Thomas John who was a fore man at Grenfells works a church warden at the school, used by the education authorities on week days, and services on Sundays which we all attended with Miss Jones the school mistress a very saintly lady the Misses Gertrude and Mary Grenfell used to visit her, a big day for the children.

We had a good choir there, and when we had special services, we used to have a few good singers from the Parish-church to assist. One was Miss Annie Stephens a teacher at the school whom we nicknamed, Ten Thousand times Ten thousand her favourite him also Jinny Griffiths, ‘Jerusalem the Golden’.
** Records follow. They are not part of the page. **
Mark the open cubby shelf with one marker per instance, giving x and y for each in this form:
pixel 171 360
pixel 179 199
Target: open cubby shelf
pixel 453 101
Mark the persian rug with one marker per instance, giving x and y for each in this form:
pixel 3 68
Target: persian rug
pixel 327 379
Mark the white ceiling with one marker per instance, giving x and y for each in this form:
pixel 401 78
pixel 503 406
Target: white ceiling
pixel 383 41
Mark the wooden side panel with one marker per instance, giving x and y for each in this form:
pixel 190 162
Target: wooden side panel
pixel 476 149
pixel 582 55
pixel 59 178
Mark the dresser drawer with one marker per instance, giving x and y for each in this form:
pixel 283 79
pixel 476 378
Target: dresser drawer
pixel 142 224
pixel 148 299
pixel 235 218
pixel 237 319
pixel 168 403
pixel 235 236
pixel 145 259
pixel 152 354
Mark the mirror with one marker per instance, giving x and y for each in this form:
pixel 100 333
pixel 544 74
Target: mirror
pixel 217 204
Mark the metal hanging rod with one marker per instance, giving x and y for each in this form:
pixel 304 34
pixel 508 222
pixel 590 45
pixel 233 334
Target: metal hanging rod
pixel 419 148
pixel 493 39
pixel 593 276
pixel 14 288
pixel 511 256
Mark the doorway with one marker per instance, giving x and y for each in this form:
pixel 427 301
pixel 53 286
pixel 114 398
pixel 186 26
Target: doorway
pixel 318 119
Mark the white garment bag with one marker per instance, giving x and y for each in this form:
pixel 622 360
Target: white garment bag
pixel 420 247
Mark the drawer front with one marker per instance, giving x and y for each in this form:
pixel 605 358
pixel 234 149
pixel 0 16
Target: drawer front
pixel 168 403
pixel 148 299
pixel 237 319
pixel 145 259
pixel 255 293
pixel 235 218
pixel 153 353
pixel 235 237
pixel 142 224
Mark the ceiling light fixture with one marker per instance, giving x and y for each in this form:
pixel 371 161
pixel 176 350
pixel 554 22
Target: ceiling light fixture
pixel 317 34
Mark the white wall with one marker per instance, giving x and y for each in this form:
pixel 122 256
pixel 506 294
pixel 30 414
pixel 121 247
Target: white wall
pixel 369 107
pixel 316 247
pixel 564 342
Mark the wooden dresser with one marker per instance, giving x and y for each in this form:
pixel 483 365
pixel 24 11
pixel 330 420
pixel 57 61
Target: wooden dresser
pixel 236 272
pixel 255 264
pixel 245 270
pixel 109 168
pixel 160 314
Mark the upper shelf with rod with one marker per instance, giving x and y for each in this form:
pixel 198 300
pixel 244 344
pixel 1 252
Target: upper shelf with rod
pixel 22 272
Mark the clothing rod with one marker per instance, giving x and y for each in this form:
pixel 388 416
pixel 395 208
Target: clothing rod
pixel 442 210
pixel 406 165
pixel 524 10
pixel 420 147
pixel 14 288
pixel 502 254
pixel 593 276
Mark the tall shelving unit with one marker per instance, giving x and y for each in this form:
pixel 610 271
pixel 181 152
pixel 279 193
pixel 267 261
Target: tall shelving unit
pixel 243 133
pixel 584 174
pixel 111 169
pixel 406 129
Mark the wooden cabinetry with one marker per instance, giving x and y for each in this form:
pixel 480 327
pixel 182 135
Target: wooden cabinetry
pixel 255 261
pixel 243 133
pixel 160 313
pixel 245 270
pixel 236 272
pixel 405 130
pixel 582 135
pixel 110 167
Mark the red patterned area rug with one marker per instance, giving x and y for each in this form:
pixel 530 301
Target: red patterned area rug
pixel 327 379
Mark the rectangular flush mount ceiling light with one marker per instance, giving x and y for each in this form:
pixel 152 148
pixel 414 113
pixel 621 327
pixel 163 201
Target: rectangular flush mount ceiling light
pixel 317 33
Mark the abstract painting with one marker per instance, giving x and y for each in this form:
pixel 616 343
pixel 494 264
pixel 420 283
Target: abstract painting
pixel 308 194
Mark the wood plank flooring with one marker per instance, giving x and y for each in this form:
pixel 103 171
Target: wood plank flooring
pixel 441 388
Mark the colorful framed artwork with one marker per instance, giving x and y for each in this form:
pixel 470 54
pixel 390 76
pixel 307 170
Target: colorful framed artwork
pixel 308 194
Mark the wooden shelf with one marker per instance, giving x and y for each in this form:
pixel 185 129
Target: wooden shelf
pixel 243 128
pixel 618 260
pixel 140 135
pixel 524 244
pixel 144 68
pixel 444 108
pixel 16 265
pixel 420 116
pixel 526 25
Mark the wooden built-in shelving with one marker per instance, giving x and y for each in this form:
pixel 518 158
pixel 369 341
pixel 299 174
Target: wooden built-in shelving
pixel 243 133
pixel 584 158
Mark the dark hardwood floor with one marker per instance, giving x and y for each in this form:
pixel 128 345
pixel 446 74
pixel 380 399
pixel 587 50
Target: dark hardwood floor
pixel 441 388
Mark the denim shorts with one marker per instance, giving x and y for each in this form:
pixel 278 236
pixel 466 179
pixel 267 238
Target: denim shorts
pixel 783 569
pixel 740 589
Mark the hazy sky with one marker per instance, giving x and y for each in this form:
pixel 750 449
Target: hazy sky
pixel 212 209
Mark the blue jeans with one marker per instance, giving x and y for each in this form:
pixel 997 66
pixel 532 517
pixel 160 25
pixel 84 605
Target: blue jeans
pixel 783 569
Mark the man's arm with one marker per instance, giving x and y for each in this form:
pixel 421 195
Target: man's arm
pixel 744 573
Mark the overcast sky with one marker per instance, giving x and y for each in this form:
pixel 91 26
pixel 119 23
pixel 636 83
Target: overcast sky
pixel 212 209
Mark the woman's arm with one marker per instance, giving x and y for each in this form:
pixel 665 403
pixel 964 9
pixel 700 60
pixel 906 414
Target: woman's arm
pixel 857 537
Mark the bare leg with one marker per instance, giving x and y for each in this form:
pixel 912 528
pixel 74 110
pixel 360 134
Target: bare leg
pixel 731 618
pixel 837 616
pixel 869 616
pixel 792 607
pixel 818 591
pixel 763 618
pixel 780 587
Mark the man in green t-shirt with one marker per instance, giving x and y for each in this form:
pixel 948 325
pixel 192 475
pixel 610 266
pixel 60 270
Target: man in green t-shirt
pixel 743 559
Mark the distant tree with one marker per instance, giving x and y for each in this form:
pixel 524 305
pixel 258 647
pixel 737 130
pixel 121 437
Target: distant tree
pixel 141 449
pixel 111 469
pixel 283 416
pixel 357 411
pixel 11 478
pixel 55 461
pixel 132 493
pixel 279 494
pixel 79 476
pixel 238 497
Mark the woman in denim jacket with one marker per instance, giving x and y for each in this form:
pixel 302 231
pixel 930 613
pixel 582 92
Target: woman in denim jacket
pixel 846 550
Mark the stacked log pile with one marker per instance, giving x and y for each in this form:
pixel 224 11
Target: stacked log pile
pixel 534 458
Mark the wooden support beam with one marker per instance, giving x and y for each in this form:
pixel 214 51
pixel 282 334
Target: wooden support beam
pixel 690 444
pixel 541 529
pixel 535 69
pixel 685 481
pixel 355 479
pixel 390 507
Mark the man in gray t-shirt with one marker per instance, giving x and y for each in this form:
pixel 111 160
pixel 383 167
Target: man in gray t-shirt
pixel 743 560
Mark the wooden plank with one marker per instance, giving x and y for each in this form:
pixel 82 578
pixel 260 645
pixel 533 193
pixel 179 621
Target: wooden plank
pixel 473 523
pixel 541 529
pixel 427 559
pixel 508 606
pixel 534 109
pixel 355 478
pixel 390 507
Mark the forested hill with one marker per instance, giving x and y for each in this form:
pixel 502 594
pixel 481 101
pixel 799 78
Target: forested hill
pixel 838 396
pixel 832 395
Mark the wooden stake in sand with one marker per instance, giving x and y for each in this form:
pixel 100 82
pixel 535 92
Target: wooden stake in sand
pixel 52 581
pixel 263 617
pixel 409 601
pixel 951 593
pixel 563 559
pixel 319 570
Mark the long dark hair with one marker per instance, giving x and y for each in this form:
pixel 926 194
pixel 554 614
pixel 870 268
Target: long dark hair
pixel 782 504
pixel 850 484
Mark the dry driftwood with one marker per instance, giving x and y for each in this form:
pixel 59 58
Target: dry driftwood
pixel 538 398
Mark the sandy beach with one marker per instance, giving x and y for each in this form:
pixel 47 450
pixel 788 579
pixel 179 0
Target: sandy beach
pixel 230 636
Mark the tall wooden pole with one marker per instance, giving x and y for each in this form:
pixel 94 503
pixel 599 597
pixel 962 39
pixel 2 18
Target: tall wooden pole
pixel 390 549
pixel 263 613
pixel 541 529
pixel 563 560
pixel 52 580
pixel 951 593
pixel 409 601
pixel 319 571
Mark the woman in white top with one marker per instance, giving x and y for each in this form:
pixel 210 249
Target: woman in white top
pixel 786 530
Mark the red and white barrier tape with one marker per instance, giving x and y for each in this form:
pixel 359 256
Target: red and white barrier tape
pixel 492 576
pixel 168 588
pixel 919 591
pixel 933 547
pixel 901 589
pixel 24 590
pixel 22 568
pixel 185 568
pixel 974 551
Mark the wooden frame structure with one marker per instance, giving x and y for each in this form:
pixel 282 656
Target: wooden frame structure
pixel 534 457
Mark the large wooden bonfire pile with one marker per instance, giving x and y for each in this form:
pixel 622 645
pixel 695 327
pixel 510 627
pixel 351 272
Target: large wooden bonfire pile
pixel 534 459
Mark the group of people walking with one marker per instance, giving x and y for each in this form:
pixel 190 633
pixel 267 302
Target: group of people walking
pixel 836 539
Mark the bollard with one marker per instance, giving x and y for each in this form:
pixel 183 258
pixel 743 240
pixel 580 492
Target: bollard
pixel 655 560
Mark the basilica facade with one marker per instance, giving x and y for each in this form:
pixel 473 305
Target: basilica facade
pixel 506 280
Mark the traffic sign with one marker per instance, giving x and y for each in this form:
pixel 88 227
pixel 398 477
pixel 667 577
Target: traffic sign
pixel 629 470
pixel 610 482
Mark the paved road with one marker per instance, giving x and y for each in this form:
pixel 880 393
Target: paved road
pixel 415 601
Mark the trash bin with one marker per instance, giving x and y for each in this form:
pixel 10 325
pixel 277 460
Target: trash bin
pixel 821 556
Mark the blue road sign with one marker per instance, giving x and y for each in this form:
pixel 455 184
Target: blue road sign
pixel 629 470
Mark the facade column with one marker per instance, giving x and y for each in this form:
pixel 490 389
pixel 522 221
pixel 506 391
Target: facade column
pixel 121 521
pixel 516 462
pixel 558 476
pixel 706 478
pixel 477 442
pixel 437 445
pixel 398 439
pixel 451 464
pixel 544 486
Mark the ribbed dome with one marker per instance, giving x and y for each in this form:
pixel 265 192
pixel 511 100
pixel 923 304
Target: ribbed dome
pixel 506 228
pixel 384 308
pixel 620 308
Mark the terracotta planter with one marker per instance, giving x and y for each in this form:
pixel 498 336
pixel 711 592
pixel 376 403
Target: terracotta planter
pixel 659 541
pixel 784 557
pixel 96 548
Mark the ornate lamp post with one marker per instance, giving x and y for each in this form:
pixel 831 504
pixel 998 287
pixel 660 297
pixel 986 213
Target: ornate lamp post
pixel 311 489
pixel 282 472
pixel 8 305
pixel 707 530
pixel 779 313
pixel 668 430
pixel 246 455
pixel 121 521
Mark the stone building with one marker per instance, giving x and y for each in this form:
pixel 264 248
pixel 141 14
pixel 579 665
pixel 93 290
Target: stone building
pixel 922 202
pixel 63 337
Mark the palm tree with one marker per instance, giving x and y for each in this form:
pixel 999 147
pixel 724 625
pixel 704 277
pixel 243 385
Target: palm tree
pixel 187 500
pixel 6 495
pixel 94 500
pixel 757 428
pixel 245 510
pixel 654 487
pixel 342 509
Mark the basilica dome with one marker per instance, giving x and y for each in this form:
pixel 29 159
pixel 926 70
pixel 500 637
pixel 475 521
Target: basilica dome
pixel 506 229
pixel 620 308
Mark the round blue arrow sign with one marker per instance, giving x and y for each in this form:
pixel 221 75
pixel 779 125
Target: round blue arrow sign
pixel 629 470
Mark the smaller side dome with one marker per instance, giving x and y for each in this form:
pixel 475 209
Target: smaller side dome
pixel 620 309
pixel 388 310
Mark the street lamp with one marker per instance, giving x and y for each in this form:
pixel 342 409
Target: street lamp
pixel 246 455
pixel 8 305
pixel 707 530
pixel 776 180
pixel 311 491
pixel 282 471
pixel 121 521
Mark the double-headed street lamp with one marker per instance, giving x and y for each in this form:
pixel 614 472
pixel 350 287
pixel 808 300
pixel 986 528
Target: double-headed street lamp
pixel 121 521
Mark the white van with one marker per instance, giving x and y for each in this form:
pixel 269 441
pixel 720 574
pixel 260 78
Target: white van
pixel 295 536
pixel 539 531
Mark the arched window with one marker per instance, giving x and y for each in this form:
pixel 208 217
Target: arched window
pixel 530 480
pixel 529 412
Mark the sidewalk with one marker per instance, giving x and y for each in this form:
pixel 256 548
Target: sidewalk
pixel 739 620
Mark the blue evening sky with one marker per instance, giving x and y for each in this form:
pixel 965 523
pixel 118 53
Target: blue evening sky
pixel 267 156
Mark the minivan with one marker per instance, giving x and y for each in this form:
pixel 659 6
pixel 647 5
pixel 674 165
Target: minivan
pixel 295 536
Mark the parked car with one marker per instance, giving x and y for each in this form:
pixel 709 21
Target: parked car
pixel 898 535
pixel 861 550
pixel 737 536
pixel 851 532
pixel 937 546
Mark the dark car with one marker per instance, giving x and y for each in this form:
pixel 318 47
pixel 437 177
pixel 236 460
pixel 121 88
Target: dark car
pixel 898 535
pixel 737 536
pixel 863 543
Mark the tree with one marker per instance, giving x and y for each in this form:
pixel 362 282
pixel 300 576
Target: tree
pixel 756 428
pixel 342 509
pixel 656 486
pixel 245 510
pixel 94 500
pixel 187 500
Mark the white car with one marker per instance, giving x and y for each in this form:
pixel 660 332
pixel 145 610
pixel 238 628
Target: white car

Another fine old gentleman the manager of Tyrgwillt Colliery who lived at the Mansion Llanerch very popular with his workmen. We as boys used to go up to the mansion to ask him if he would give a grease Cask for Guy Fawkes night, he would tell us to keep away from all property and would give us a note to take to the greaser, who would give us the dirtiest he could find then to Rees Davies the joiner to get bags of shavings, we would be told to keep away from all property and oblige. Then we would have canvas sacks to put over us, after having our worse suit on, we would cut 2 holes in the side for our arms, then go down to where they tip the drams, to roll this cask up the road to the spot for the 5th, after getting it well alight we would let it roll down a bank a great night this.

Another sport we used to enjoy was glass-ball shooting. A piece of Ground at the rear of the Gwindy Inn was levelled off and covered with a thick layer of sawdust quite a number of men with Rifles would compete for a prize, a spring Contraption would throw these glass balls about (6” dia) into the air at a very good height. They were then shot at by the Competitors whilst in the air, if missed. They would fall on the saw-dust and could be used again. We as boys would run to retrieve the balls and if lucky we would be rewarded with a penny.